Challenges in real-world robotic applications often stem from managing multiple, dynamically varying entities such as neighboring robots, manipulable objects, and navigation goals. Existing multi-agent control strategies face scalability limitations, struggling to handle arbitrary numbers of entities. Additionally, they often rely on engineered heuristics for assigning entities among agents. We propose a data driven approach to address these limitations by introducing a decentralized control system using neural network policies trained in simulation. Leveraging permutation invariant neural network architectures and model-free reinforcement learning, our approach allows control agents to autonomously determine the relative importance of different entities without being biased by ordering or limited by a fixed capacity. We validate our approach through both simulations and real-world experiments involving multiple wheeled-legged quadrupedal robots, demonstrating their collaborative control capabilities. We prove the effectiveness of our architectural choice through experiments with three exemplary multi-entity problems. Our analysis underscores the pivotal role of the end-to-end trained permutation invariant encoders in achieving scalability and improving the task performance in multi-object manipulation or multi-goal navigation problems. The adaptability of our policy is further evidenced by its ability to manage varying numbers of entities in a zero-shot manner, showcasing near-optimal autonomous task distribution and collision avoidance behaviors.

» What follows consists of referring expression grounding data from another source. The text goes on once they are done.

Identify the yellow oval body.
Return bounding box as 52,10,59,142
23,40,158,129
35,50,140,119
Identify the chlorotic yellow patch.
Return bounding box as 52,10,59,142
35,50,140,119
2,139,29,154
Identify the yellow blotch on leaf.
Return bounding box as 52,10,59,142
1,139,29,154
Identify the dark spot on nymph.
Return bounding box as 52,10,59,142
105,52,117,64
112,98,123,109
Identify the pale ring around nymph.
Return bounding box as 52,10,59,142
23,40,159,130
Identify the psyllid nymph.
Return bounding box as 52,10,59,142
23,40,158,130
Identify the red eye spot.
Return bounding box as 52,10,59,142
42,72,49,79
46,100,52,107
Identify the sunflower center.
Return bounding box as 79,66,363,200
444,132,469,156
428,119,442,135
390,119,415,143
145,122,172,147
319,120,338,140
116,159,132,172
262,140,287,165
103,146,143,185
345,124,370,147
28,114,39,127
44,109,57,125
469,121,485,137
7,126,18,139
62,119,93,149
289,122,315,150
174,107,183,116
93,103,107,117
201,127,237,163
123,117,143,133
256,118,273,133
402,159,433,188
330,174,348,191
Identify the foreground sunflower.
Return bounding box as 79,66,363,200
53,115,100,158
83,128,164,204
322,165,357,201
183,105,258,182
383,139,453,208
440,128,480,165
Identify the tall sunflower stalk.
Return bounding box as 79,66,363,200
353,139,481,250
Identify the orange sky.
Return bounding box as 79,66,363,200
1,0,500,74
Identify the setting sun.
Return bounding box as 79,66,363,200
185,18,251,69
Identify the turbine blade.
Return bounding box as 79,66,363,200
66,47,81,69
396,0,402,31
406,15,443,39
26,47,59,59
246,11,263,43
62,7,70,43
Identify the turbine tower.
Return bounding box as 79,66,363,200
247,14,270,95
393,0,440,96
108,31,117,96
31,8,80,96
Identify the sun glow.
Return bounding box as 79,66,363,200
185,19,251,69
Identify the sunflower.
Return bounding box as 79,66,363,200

翻译：现实世界机器人应用中的挑战往往源于管理多个动态变化的实体，例如邻接机器人、可操控物体和导航目标。现有的多智能体控制策略面临可扩展性限制，难以处理任意数量的实体。此外，这些策略通常依赖工程化的启发式方法在智能体间分配实体。我们提出一种数据驱动方法来解决这些局限，通过引入一个基于仿真训练神经网络策略的分散控制系统。利用置换不变神经网络架构和无模型强化学习，我们的方法使控制智能体能够自主确定不同实体的相对重要性，且不受顺序偏差或固定容量限制。我们通过涉及多个轮腿式四足机器人的仿真与真实世界实验验证了该方法的有效性，展示了其协作控制能力。通过三个典型多实体问题的实验，我们证明了架构选择的优势。我们的分析强调了端到端训练的置换不变编码器在实现可扩展性、提升多物体操控或多目标导航任务性能中的关键作用。策略的适应性还体现在其能以零样本方式管理可变数量实体，展现出近乎最优的自主任务分配和碰撞避免行为。